Many organizations today have falling direct-mail response rates and little or no increase in online giving. Those are the Great Compromise organizations.
Others have stable (even improving) direct-mail results — and skyrocketing online giving. Those are the ones not shackled by the Compromise. If you want to keep raising funds in this changing environment, you need to be one of those organizations. Here's how:
Integration
Integrate and align your direct mail and your website, along with any other important fundraising channels. This means making some tough moves:
- Same calls to action in both places.
- Same obsessive focus on those calls to action.
- Same messaging.
- Same look and feel.
You may be saying, "Doing all that means the website won't be nearly as pretty as it is now. Vice President So-and-so will hit the ceiling!" It's true.
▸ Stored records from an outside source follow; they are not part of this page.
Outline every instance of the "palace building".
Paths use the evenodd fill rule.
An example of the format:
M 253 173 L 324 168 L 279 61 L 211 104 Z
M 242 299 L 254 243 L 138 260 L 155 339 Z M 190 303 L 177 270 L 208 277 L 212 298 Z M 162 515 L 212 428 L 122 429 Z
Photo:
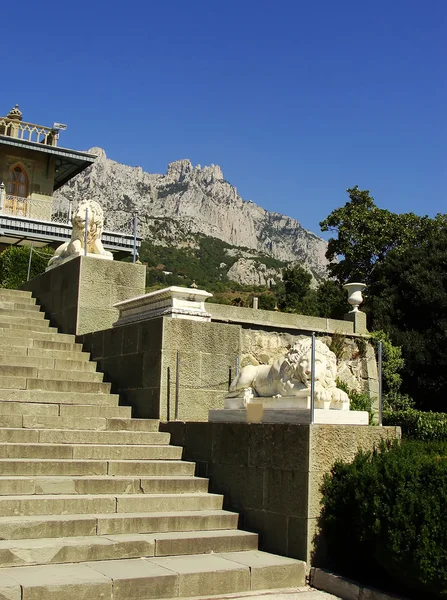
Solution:
M 57 247 L 70 239 L 71 207 L 56 211 L 53 192 L 93 164 L 96 156 L 58 146 L 64 127 L 28 123 L 17 104 L 6 117 L 0 116 L 0 250 L 9 245 Z M 102 241 L 112 252 L 133 250 L 130 230 L 105 231 Z

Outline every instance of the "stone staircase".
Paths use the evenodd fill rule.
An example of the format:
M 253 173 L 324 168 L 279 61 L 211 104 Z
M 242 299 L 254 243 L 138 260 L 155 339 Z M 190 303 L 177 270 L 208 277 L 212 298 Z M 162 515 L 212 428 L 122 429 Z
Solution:
M 158 421 L 74 336 L 0 289 L 0 600 L 146 600 L 304 585 L 259 552 Z

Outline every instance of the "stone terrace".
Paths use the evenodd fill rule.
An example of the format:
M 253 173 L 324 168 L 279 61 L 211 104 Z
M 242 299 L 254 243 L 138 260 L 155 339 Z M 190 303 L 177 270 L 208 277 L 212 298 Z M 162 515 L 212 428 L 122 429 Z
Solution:
M 304 584 L 132 419 L 30 292 L 0 290 L 0 600 L 145 600 Z

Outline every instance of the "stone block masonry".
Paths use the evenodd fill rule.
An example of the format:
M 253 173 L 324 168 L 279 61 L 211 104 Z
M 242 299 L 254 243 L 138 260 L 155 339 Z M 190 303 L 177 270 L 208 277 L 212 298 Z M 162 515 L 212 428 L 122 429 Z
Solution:
M 179 418 L 206 421 L 210 409 L 223 408 L 240 352 L 240 327 L 159 317 L 79 340 L 142 418 L 174 418 L 178 351 Z
M 305 564 L 258 551 L 159 421 L 129 418 L 30 292 L 0 290 L 0 315 L 0 599 L 264 595 L 304 584 Z M 120 334 L 103 343 L 122 350 Z
M 224 507 L 241 514 L 242 527 L 260 534 L 261 549 L 318 566 L 315 553 L 320 486 L 337 460 L 400 437 L 398 427 L 249 423 L 161 423 L 184 458 L 209 477 Z
M 51 324 L 82 335 L 112 327 L 114 304 L 145 291 L 146 268 L 79 256 L 22 285 L 38 299 Z

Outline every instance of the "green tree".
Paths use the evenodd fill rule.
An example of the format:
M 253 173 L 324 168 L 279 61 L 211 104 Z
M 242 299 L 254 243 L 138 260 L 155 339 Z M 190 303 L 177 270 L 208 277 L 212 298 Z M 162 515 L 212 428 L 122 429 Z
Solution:
M 331 261 L 329 274 L 340 283 L 357 280 L 369 284 L 376 266 L 391 250 L 418 246 L 447 226 L 447 215 L 431 219 L 414 213 L 396 214 L 378 208 L 369 190 L 355 186 L 347 193 L 349 202 L 320 223 L 322 231 L 337 235 L 329 239 L 326 258 Z
M 349 310 L 348 295 L 342 286 L 332 279 L 322 281 L 316 290 L 316 311 L 318 317 L 343 319 Z
M 402 391 L 418 407 L 445 410 L 447 396 L 447 230 L 389 253 L 370 286 L 373 329 L 402 347 Z
M 281 310 L 299 312 L 301 303 L 310 290 L 312 275 L 299 265 L 283 270 L 284 292 L 279 299 Z
M 30 279 L 43 273 L 53 256 L 52 248 L 33 250 L 31 257 Z M 17 289 L 26 281 L 30 256 L 29 246 L 10 246 L 0 254 L 0 285 Z

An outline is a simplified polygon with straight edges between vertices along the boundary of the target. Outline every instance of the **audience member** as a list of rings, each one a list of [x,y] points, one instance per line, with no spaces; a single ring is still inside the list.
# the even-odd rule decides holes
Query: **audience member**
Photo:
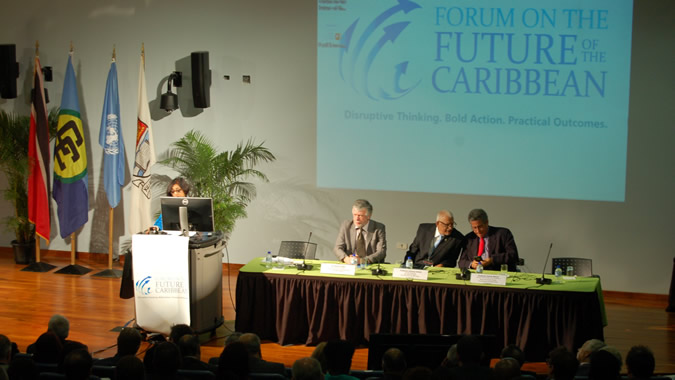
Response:
[[[509,344],[508,346],[502,349],[502,352],[499,355],[500,358],[514,358],[520,364],[520,373],[525,376],[537,377],[537,373],[533,371],[527,371],[523,369],[523,364],[525,364],[525,354],[520,347],[515,344]]]
[[[300,358],[293,363],[292,380],[323,380],[321,363],[314,358]]]
[[[178,339],[178,350],[183,359],[182,369],[208,371],[209,365],[200,360],[201,348],[196,335],[185,334]]]
[[[450,376],[450,369],[459,366],[459,359],[457,358],[457,344],[453,344],[448,348],[441,365],[434,370],[433,378],[445,380]]]
[[[390,348],[382,355],[382,372],[385,380],[401,380],[408,368],[403,351]]]
[[[66,356],[70,354],[73,351],[76,350],[84,350],[89,352],[89,347],[85,346],[84,344],[80,342],[73,342],[73,341],[67,341],[64,345],[63,348],[61,349],[61,353],[59,354],[59,365],[58,365],[58,371],[61,373],[65,373],[65,361],[66,361]],[[91,356],[91,355],[89,355]],[[92,359],[93,360],[93,359]]]
[[[242,335],[243,333],[240,333],[239,331],[233,332],[225,338],[225,345],[227,346],[230,343],[238,342]]]
[[[494,368],[495,379],[511,380],[520,376],[520,363],[514,358],[499,359]]]
[[[92,365],[91,354],[84,348],[77,348],[63,360],[63,373],[68,380],[88,380]]]
[[[508,228],[489,225],[488,215],[483,209],[469,212],[472,232],[466,235],[466,247],[459,258],[458,267],[476,269],[478,262],[485,269],[499,270],[507,264],[509,272],[516,271],[518,248]]]
[[[590,339],[584,342],[577,351],[577,360],[579,361],[577,376],[588,376],[588,370],[591,368],[591,355],[603,347],[605,347],[605,342],[600,339]]]
[[[7,369],[10,380],[37,380],[38,374],[38,368],[29,356],[14,356]]]
[[[169,342],[177,343],[183,335],[195,335],[195,330],[184,323],[173,325],[169,332]]]
[[[574,379],[579,361],[574,353],[566,347],[558,347],[548,354],[549,379],[572,380]]]
[[[268,362],[263,360],[260,352],[260,338],[253,333],[242,334],[239,341],[244,344],[248,351],[248,369],[251,373],[278,373],[286,374],[283,363]]]
[[[63,343],[59,337],[48,331],[38,337],[33,343],[33,360],[37,363],[58,363],[63,349]]]
[[[12,342],[0,334],[0,380],[7,378],[7,369],[12,360]]]
[[[332,340],[326,343],[323,352],[326,355],[326,364],[328,373],[326,380],[354,380],[354,376],[349,375],[352,367],[352,356],[354,356],[355,347],[346,340]]]
[[[387,233],[384,224],[370,217],[373,206],[365,199],[357,199],[352,205],[352,220],[340,225],[333,253],[338,260],[349,264],[350,256],[356,254],[367,263],[380,263],[387,256]]]
[[[248,379],[248,350],[242,342],[232,342],[223,348],[218,358],[219,380]]]
[[[138,349],[141,347],[143,337],[141,333],[133,327],[125,327],[117,335],[117,353],[115,356],[97,360],[96,365],[116,365],[117,362],[124,356],[136,355]]]
[[[418,266],[452,267],[464,248],[464,235],[455,229],[455,218],[448,210],[436,214],[436,223],[422,223],[405,257]],[[405,259],[404,257],[404,259]]]
[[[70,322],[68,321],[68,318],[61,314],[52,315],[52,317],[49,318],[49,322],[47,323],[47,332],[54,333],[61,341],[61,345],[63,345],[66,343],[66,338],[68,338],[68,334],[70,333]],[[37,340],[34,343],[29,344],[26,348],[26,352],[29,354],[35,354],[36,344]]]
[[[464,335],[457,341],[457,358],[459,366],[450,369],[453,379],[493,379],[494,374],[489,367],[481,365],[483,346],[475,335]]]
[[[328,361],[326,361],[326,353],[324,352],[325,349],[326,342],[321,342],[316,345],[314,351],[312,351],[312,355],[310,355],[310,357],[319,361],[321,364],[321,372],[323,372],[324,375],[328,373]]]
[[[405,371],[403,380],[430,380],[432,372],[427,367],[413,367]]]
[[[115,377],[120,380],[145,380],[143,361],[134,355],[122,356],[115,365]]]
[[[654,353],[647,346],[633,346],[626,355],[626,371],[629,379],[645,380],[654,376]]]
[[[182,361],[178,347],[172,342],[157,345],[152,358],[152,378],[156,380],[178,379]]]
[[[621,361],[611,352],[601,349],[591,354],[590,380],[617,380],[620,371]]]
[[[600,349],[600,351],[607,351],[610,354],[614,355],[616,360],[619,361],[619,368],[621,368],[621,366],[623,365],[623,360],[621,359],[621,352],[616,347],[610,346],[610,345],[605,345],[604,347],[602,347]]]

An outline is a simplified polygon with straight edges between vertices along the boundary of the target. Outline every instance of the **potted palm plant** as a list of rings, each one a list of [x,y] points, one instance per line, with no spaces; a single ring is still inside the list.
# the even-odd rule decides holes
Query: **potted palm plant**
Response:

That's the pain of ending the Great Compromise. The VPs will have to console themselves with the rising revenue.
The Web can do all kinds of cool things that direct mail will never be able to match: interactivity, social connectivity, multimedia messaging and more. Don't forget those things and end up with a website that's as static as your mail. Just make sure they exist in the same conceptual world as your successful offline fundraising.
Test like crazy
One of the advantages of online fundraising is that it's even more measurable and testable than direct mail. You can learn exactly what's working and not working.
Your testing should focus on whether donors are able to do what you want them to do: Are they getting lost somewhere between landing at your site and giving? If so, what are the barriers? Are they jumping ship somewhere during the online giving process?
You can know the answers to these questions. You can fix what's broken and improve what works.